Use Tableau to Connect to DuckDB

Brock Tibert
4 min readSep 24, 2022

I recently came across a situation where DuckDB fit the need on a recent project. The ask was to demonstrate the construction of a data pipeline and highlight the analytical possibilities of a spatial tracking dataset. DuckDB is an impressive in-process single-file database that proved to be blazingly fast, but also an absolute delight to code against.

To expand upon my use case, I needed to prototype an ETL pipeline that would be scaled out to process about 10GB of data each day. This is a drop in the bucket for FAANG-like orgs, but for most SMBs, this can be a daunting task, especially for small analytics teams that tend to work with shared data on a network and run their analyses locally.

DuckDB has a great API, and using the python client library was a snap. Moreover, the performance is amazing; SELECT * from table on tables with 1.5M rows and 50+ columns results in full dataframes in only a few seconds. DuckDB is a great way to introduce performance for those who need to consider local options before expanding/scaling to the cloud.

To demonstrate the analytical possibilities for the client, I wanted to build a dashboard in Tableau but found the resources on connecting to DuckDB quite limited.

Below is aimed to be a quick start guide for those who may want to follow a similar analytical path.

Setup

While DuckDB provides a number of Client APIs, this guide will focus on development in python.

  1. Install the DuckDB library into your python environment via pip install duckdb
  2. You will need to download the JDBC driver for use in Tableau. You can download the JDBC jar file here.
  3. Tableau provides instructions on where to place the downloaded jar file here. In my case, because I am on a Mac, I placed the jar file in ~/Library/Tableau/Drivers.

With the necessary components in place, the simple script below will create a small DuckDB database with a single table in python.

import duckdb
import string
import random
import pandas as pd
# connect to DuckDB.
# This will create an instance if it doesn't already exist
con = duckdb.connect("data/example.db")# create the table in DuckDB
SQL = """
CREATE TABLE example(a INTEGER, b VARCHAR, c BOOLEAN, d REAL);
"""
con.execute(SQL)
# confirm the table exists
con.execute("PRAGMA show_tables;").fetch_df()

Note above, I am using .fetch_df() to return the results as a pandas Dataframe.

With the schema setup, we can insert data directly into DuckDB from pandas quite easily.

# create a simple dataset
data = {'a': list(range(3)),
'b': list(string.ascii_lowercase[:3]),
'c': [True, False, True],
'd': [random.random() for _ in range(3)]}
# make the dictionary a dataframe
df = pd.DataFrame(data)
# insert the dataframe into the table defined above
con.execute("INSERT INTO example SELECT * FROM df")
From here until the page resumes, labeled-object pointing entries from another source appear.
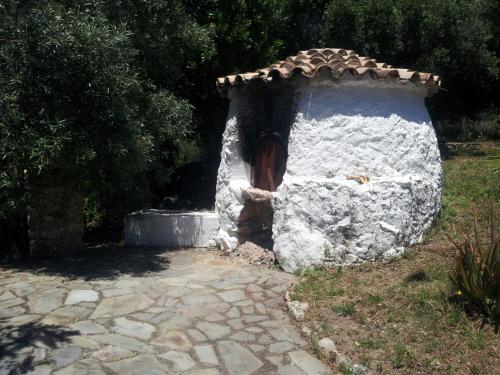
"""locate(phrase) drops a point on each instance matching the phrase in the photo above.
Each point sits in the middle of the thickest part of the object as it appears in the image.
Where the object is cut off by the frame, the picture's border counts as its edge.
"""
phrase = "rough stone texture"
(327, 346)
(297, 309)
(353, 128)
(159, 327)
(77, 296)
(56, 222)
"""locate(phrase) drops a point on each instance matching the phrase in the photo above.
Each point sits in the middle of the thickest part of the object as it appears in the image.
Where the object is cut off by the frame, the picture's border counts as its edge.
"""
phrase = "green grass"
(413, 325)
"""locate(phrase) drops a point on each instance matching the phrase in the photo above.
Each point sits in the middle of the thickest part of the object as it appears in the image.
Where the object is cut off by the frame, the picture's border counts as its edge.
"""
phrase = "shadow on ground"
(97, 262)
(18, 344)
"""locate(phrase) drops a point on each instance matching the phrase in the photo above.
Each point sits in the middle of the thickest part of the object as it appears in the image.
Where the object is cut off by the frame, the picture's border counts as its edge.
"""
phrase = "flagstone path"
(202, 315)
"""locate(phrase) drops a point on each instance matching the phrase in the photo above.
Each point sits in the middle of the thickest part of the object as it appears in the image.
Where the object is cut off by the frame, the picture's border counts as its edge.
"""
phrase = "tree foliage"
(76, 110)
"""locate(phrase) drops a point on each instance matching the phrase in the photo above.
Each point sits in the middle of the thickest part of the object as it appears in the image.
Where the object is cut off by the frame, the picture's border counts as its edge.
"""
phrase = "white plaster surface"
(231, 179)
(382, 132)
(171, 228)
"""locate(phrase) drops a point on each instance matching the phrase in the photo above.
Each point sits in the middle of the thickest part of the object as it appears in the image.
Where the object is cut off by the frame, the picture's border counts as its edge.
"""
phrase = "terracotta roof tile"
(337, 62)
To confirm that the data exists:

# confirm the data exists in the table
con.execute("SELECT * from example").fetch_df()
a b c d
0 0 a True 0.529113
1 1 b False 0.780074
2 2 c True 0.004097

Connect Tableau to DuckDB

With the DuckDB jar downloaded and placed in the appropriate folder for Tableau, we can now setup a connection to our small DuckDB database.

  1. Select Other Databases (JDBC) from a To a Server section on the Connect screen.
  2. The connection string should be setup as follows: jdbc:duckdb:///path/path/data/example.db It’s worth noting that this is the fully qualified path to the location of the DuckDB you created programmatically. While there are number of ways to access this path, if you are using VS Code, simply right-click on the file and select Copy Path.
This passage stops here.